Twelve hours earlier, this 4-cell mouse embryo had just two cells.One of these had been injected with oocyte cytoplasm (containing fluorescent mitochondria so that it's easier to see).In the frog, this classic experiment causes the injected cell to stop dividing due to a long-sought CSF.The result: a 3-cell embryo.But the embryo above has 4-cells - the experiment doesn't work very well in the mouse, requiring Shoji et al. to develop a novel approach to identifying mouse CSF.

Now, in an article published in the EMBO Journal, Shisako Shoji and colleagues from the Laboratory of Mammalian Molecular Embryology (Tony Perry; Team Leader) report that the classical experiment of Masui and Markert does not hold entirely true in mice, despite the fact that over the years its findings in amphibians had become firmly established frogma. Prompted by this incongruity, the team developed an alternative approach to the problem, one that utilized RNA interference (RNAi) to remove selected oocyte transcripts and proteins, allowing them to attack the problem systematically on a molecule-by-molecule basis. Surprisingly, depletion of the previous CSF candidates Emi1 or Mos had little or no effect.But when they knocked down the oocyte component, Emi2, they found that oocytes clearly progressed through the cell cycle without arresting at meiotic metaphase II (mII), the phase in which the mature oocyte normally remains prior to its activation at fertilization. When the group looked more closely at older, non-manipulated oocytes, they found that Mos almost entirely disappeared autonomously, even though the oocytes remained at mII; RNAi was not necessary.

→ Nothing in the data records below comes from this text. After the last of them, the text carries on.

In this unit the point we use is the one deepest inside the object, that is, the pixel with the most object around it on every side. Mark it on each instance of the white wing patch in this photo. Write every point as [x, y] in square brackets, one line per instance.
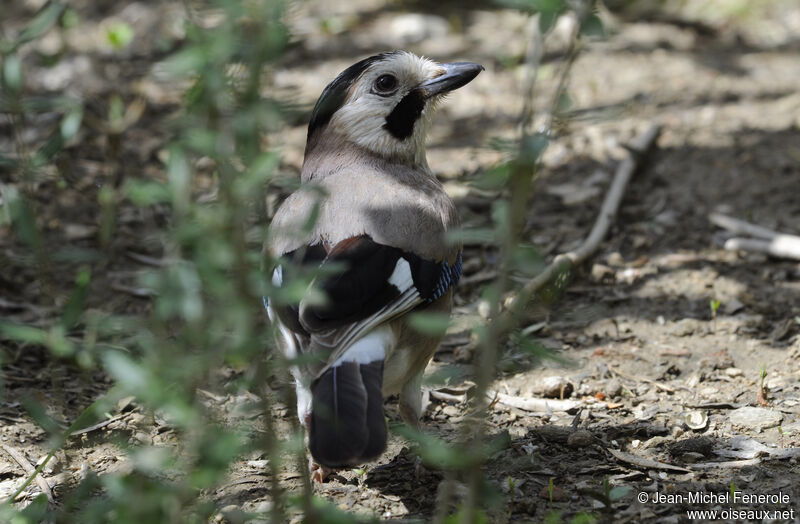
[277, 276]
[370, 348]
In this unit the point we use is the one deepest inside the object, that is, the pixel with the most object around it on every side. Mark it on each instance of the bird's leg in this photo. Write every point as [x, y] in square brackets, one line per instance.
[411, 411]
[318, 472]
[411, 402]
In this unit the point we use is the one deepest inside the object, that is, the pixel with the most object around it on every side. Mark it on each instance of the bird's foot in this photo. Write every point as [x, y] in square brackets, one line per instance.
[318, 472]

The group found that Emi2 is necessary not only to establish mII arrest,but also to sustain it.Emi2 removal causes cell cycle progression with unexpected embryonic degeneration, suggesting that it links the meiotic cell cycle with cytokinesis (cell division, which in this case occurs asymmetrically to produce a single cell embryo plus a second polar body). Following this thread, Shoji et al. next showed that Emi2 works through Cdc20, an adaptor of the anaphase promoting complex (APC). The APC is a multiprotein complex that works by blocking the activity of the cyclin-containing kinase (MPF), whose presence is ultimately responsible for maintaining the state of mII arrest prior to fertilization. It appears that Emi2 arrests the oocyte at mII by inhibiting the degradation of MPF, and that it achieves this by binding to Cdc20.

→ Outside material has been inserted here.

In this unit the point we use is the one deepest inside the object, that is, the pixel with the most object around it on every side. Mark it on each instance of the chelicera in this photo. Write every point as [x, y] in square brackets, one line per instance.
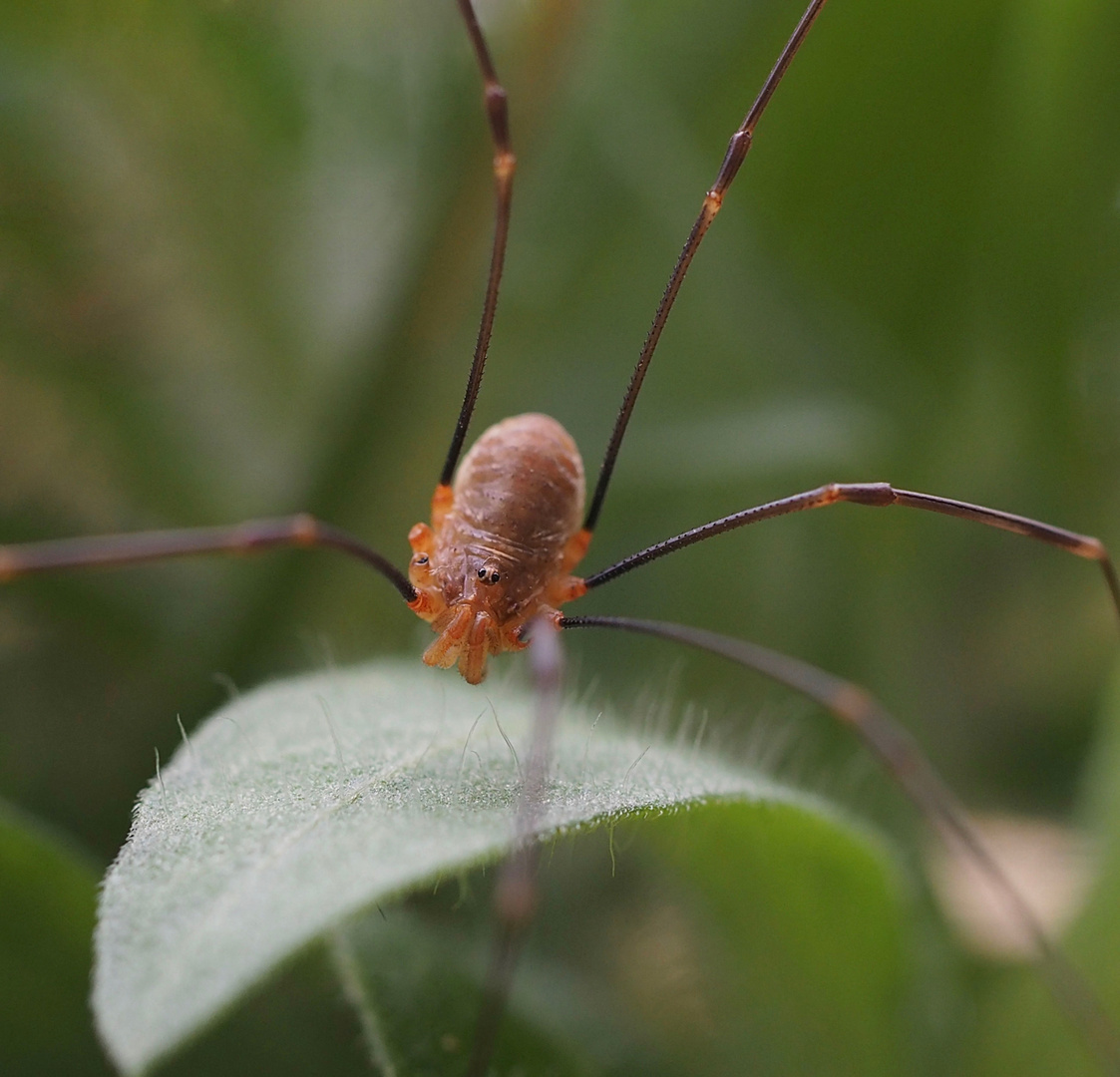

The team then looked at both parthenogenetically activated oocytes and those activated by fertilization and found that MPF was eliminated in a Cdc20-dependent manner. “This is probably the first formal demonstration that the signaling responsible for MPF ablation has molecular components common to both parthenogenesis and fertilization,” Perry notes, “which is reassuring given the application of parthenogenetic activation in nuclear transfer and other current research.”

If, as the findings of Shoji et al. indicate, Emi2 is indeed the long-sought CSF in mammals, a new question arises: How does fertilization cause the inactivation of Emi2? Answers to this question promise to shed light not only on mechanisms in fertilization but carcinogenesis as well, since tantalizing new evidence is beginning to suggest that the two processes are linked.